Supervisorer: Forsker Sergio González Horcas, DTU Vindenergi - Seniorforsker Athanasios Barlas, DTU Vindenergi
Eksaminator: Assistant Professor Mahdi Abkar, Aarhus Universitit
Titel: Investigating the impact of blade design parameters on blade stability using CFD
Blade vibrations is one the critical areas of blade design as they can gravely affect blade performance and durability. Modern large scale wind turbine blades experience different kinds of vibrations in their machine lifetime and therefore need to be designed so that their structural integrity and performance are not compromised. In the case of a power or control system failure, the rotor is not oriented to face the wind, as the yaw tracking system fails to follow the wind direction, resulting in extreme yaw misalignment. This can lead to extreme angles of attack where the flow is completely separated over the entire blade span leading to the occurrence of vortex induced vibrations in the edge-wise direction. To approach this problem, a CFD method to predict vortex induced vibrations and investigate the impact of the design parameters on blade stability using 1-way Fluid Structure Interaction with imposed blade vibrations is developed.
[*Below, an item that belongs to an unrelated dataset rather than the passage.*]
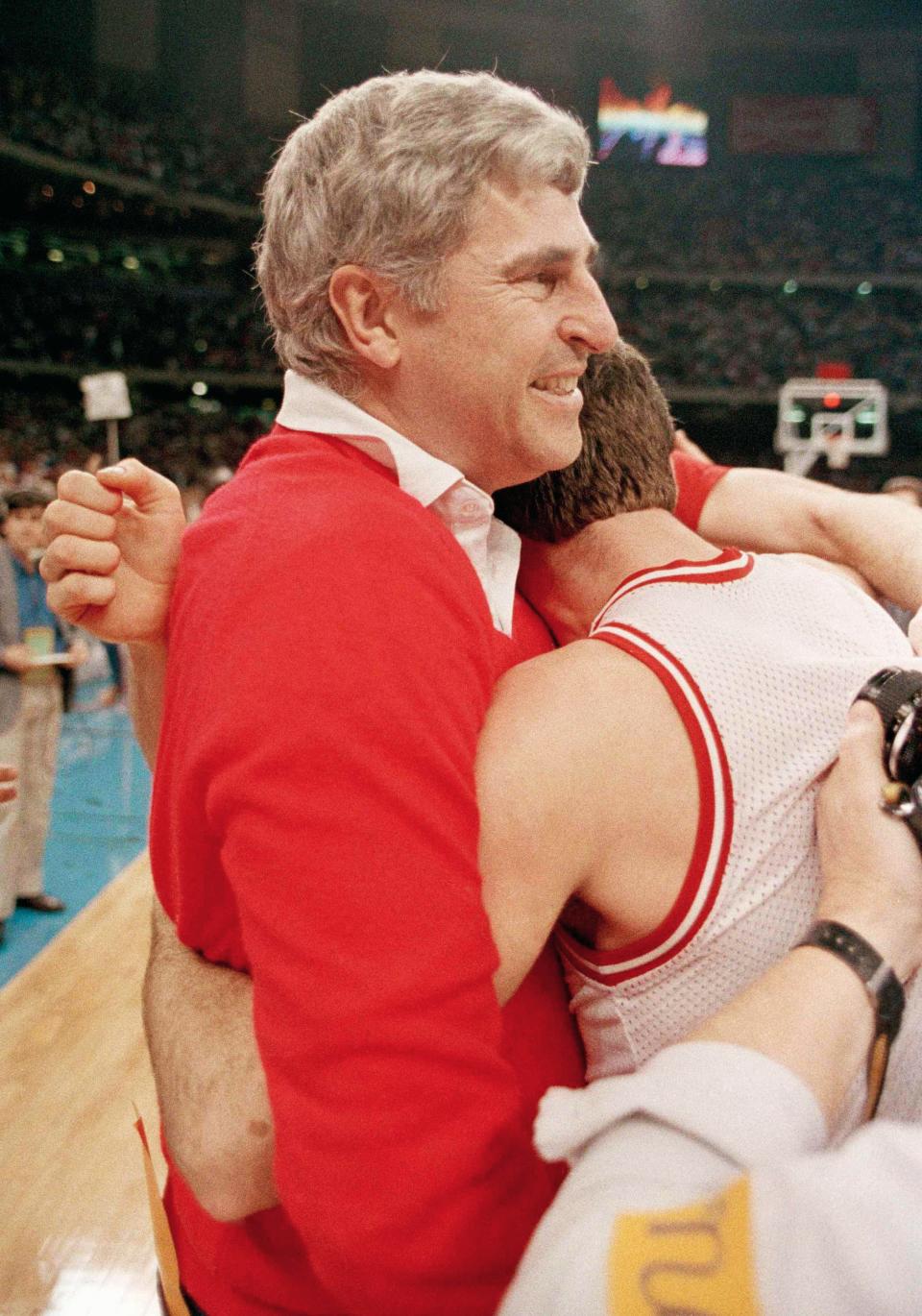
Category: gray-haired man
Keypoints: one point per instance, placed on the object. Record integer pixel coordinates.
(342, 612)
Unsteady RANS simulations are performed on a stiff non-moving blade for the determination of the of vortex shedding frequency and imposed vibration simulations are performed for the investigation of blade stability. The simulated blade is the offshore 10MW IEA blade. The method was able to complete simulations of non-moving blade predicting the generation of von-Karman vortex street for cases where the flow direction is perpendicular to the pressure side of the blade (0° flow inclination angle). The CFD approach was unable to simulate cases with other inflow angles revealing the limitations of the CFD setup and the design of the computational domain. Such flow angles are necessary for the occurrence of vortex induced vibrations. Imposed vibration simulations with amplitudes up to 0.5 m were completed for inflow velocities with 0° flow inclination angle. The impact of design parameters was studied by manually adjusting the coupling between the edge-wise and flap-wise deflection and using the new mode-shape in imposed vibrations simulations. Aforementioned study revealed a positive impact on blade stability when the coupling is increased.